The text read "CTID!" and, knowing the sender, (once I had deciphered the meaning) I believed him, absolutely. 100%. Rock steady. Everlasting. Sure as eggs and apples and everything.
Something I've always envied, that. A sense of certainty.... 'Knowing' in that way.
Like Mozart must have felt when he first touched a harpsichord... or Joe Hart, possibly, when he first said:
"OK, I'll go in goal..." when he was just a little Shropshire Lad.
As I meander into midlife, it seems to me that it's all been a bit more of a 'that'll do for now' kind of affair. That's not to say that grand ambition hasn't driven me, at times, or that I lacked the courage of my convictions in the moment, but (as it's supposedly been for the marvellous Dame Judy) I always needed to know where my bag was and that the rehearsal room door wasn't locked.
A few summers ago I was swimming in a lake at the end of an environmentally friendly, smugly beautiful irrigation system, on the land of my last revoltingly wealthy employer. It was a thick,warm, golden August evening, all lazy orange and lovely. A few of us threw off our weekend conference gear and dived in (ok, I had my cozi and goggles with me, having checked it out online first, but hey, it felt wild and impetuous just the same!) and we swam out into the open limpid water. There wasn't a breath of wind and the surface was silky smooth. out of the stifling Powerpoint presentations and feigned enthusiasm for what was next on the schedule, I found myself treading water and considering the stillness, the beauty of the illusion of time stopped. Free in the coolness and quietness all elemental.

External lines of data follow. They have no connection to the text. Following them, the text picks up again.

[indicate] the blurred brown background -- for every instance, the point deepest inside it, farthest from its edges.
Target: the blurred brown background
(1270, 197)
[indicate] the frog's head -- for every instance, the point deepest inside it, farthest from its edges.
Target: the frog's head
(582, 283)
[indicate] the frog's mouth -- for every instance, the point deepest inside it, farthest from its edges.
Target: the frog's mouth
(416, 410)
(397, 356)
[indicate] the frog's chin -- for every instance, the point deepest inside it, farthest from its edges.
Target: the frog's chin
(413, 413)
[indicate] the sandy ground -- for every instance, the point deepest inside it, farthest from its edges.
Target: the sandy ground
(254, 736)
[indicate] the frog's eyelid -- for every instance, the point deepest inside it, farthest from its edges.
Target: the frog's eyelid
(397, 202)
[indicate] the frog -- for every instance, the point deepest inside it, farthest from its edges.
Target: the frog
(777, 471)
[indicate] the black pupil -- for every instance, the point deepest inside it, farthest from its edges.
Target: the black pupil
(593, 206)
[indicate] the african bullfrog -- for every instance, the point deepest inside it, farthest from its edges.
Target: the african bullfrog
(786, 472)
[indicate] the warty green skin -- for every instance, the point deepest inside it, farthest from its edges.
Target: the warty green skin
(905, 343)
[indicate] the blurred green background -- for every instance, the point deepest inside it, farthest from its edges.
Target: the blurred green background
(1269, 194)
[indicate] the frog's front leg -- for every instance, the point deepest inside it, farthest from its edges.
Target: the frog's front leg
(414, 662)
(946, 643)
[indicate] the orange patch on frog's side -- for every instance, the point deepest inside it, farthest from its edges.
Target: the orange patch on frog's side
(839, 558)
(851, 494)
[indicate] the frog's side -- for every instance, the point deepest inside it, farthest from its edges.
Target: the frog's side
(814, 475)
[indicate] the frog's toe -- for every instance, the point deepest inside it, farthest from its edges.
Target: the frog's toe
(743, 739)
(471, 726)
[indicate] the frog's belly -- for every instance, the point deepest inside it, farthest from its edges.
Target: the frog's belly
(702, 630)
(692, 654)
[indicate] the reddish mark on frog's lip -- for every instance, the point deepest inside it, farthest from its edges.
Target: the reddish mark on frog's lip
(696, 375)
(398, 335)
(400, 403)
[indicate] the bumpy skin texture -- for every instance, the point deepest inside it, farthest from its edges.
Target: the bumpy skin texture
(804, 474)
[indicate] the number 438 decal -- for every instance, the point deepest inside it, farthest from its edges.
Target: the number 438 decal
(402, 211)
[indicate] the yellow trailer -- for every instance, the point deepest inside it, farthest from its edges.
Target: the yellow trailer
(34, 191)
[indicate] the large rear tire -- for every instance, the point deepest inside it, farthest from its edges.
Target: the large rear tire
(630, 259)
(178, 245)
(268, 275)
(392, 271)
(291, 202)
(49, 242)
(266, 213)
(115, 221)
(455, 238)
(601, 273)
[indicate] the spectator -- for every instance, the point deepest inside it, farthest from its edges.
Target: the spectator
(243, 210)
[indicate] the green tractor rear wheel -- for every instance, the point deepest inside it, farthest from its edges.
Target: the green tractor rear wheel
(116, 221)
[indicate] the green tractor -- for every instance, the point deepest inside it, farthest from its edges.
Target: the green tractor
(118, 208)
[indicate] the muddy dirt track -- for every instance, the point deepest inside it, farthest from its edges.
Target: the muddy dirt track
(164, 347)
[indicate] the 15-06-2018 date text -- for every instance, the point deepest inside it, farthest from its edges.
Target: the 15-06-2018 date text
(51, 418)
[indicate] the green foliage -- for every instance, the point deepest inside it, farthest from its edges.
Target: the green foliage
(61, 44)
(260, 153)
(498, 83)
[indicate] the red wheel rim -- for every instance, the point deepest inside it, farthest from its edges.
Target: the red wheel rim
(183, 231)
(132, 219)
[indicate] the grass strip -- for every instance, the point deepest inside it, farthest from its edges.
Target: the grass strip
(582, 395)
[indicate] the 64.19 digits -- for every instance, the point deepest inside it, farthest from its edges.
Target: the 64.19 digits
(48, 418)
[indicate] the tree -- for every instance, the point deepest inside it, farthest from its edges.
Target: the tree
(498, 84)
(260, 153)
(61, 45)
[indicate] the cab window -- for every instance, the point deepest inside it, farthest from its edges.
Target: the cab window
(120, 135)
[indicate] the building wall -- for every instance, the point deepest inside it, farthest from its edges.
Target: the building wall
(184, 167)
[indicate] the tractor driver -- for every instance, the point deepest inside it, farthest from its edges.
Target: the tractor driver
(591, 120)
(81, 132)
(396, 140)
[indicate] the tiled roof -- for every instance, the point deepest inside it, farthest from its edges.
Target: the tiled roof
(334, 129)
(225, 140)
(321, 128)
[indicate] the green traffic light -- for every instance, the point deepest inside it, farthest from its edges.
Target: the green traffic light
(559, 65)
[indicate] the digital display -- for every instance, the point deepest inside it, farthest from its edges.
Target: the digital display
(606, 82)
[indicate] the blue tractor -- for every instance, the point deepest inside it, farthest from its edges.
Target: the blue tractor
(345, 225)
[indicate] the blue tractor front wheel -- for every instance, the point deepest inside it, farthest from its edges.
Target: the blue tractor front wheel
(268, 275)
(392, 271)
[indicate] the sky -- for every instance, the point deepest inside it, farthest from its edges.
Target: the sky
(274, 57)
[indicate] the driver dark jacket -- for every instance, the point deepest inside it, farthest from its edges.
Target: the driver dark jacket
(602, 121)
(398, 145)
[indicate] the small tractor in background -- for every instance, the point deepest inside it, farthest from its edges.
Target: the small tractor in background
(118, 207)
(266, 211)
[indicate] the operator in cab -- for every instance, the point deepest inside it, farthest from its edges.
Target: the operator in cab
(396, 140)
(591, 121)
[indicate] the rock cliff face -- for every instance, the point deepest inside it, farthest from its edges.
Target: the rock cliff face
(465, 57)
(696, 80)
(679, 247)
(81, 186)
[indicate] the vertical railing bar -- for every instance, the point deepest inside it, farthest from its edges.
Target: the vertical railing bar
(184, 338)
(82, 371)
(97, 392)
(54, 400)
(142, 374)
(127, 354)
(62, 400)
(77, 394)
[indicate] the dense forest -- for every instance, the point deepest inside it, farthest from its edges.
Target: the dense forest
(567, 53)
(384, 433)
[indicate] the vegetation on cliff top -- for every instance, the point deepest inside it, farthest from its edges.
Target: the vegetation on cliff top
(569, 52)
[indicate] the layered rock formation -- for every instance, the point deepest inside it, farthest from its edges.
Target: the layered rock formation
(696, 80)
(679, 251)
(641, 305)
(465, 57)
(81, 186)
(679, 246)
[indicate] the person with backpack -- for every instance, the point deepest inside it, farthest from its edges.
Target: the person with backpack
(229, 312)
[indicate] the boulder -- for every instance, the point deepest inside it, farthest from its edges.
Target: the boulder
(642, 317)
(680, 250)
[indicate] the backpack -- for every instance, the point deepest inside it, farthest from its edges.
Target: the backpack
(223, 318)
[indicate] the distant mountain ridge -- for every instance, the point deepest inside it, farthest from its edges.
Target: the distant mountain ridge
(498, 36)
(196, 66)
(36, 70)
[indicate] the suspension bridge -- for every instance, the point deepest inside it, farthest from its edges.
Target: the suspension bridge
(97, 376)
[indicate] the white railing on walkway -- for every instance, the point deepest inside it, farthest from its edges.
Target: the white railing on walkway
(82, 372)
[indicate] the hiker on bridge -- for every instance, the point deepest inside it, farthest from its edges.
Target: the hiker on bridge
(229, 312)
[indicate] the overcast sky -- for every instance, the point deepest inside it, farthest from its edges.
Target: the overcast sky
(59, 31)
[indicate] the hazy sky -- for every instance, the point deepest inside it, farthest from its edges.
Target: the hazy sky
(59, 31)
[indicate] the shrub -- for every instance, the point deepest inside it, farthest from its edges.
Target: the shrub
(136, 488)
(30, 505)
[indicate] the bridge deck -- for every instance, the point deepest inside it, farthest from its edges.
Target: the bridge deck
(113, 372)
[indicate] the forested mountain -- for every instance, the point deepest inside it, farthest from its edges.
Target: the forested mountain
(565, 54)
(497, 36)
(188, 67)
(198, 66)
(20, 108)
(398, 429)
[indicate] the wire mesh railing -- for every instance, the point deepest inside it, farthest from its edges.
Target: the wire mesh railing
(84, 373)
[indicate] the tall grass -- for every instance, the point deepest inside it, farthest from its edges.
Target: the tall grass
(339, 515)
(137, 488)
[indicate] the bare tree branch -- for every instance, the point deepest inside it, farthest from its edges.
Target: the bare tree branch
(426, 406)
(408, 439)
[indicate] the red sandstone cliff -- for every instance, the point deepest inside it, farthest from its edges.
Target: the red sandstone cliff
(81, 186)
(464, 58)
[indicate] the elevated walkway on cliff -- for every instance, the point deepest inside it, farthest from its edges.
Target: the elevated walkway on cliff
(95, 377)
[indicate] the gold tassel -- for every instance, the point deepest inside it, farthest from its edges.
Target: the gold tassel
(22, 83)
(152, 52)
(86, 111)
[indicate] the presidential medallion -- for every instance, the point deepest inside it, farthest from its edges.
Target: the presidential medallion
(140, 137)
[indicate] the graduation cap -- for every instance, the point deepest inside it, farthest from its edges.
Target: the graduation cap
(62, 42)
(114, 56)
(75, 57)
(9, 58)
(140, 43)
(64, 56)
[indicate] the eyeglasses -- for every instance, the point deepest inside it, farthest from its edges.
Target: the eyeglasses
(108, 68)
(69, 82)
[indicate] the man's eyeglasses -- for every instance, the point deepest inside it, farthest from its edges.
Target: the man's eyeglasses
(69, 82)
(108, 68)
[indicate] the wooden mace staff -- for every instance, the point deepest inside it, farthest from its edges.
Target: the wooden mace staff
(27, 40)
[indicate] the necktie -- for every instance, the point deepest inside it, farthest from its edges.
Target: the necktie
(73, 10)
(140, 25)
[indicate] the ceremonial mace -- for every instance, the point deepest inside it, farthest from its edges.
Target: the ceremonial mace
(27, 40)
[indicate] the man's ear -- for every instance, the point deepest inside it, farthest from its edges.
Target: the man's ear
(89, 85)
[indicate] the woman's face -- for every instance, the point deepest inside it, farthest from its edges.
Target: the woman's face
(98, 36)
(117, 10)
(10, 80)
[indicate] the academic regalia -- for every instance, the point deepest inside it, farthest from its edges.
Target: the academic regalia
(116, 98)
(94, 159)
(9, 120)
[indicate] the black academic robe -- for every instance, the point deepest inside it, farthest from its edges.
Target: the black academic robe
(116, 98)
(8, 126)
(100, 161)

But, in truth, the Irises rising up around me in their perpendicular sculptures along the water's edge, were just so slightly quivering in imperceptible breezes and the insects skimming the surface were disturbing it, tinyly.
Everything was alive and growing. Everything surging towards its prime or sighing into decline, back into the fertile water, back into the bigger picture of being.
Not an epiphany. Much smaller. Just a moment of understanding that living is movement and change and development and discovery and how beautiful, how heartachingly gorgeous it all is.......
The big balls in Trafalgar Square are replaced by the next spectacular reference for us to mutter about over a pint after work... and the exhibition goes on.
However, how wonderful to know that alongside us in all of this we have our own private, permanent collections, don't we? All which we choose to hold close as we try to navigate the unpredictable?
Excuse my shameless, battered heart, but I reckon that's where love comes in.
For a City, For a beautiful game, for the mysteries of life, for another.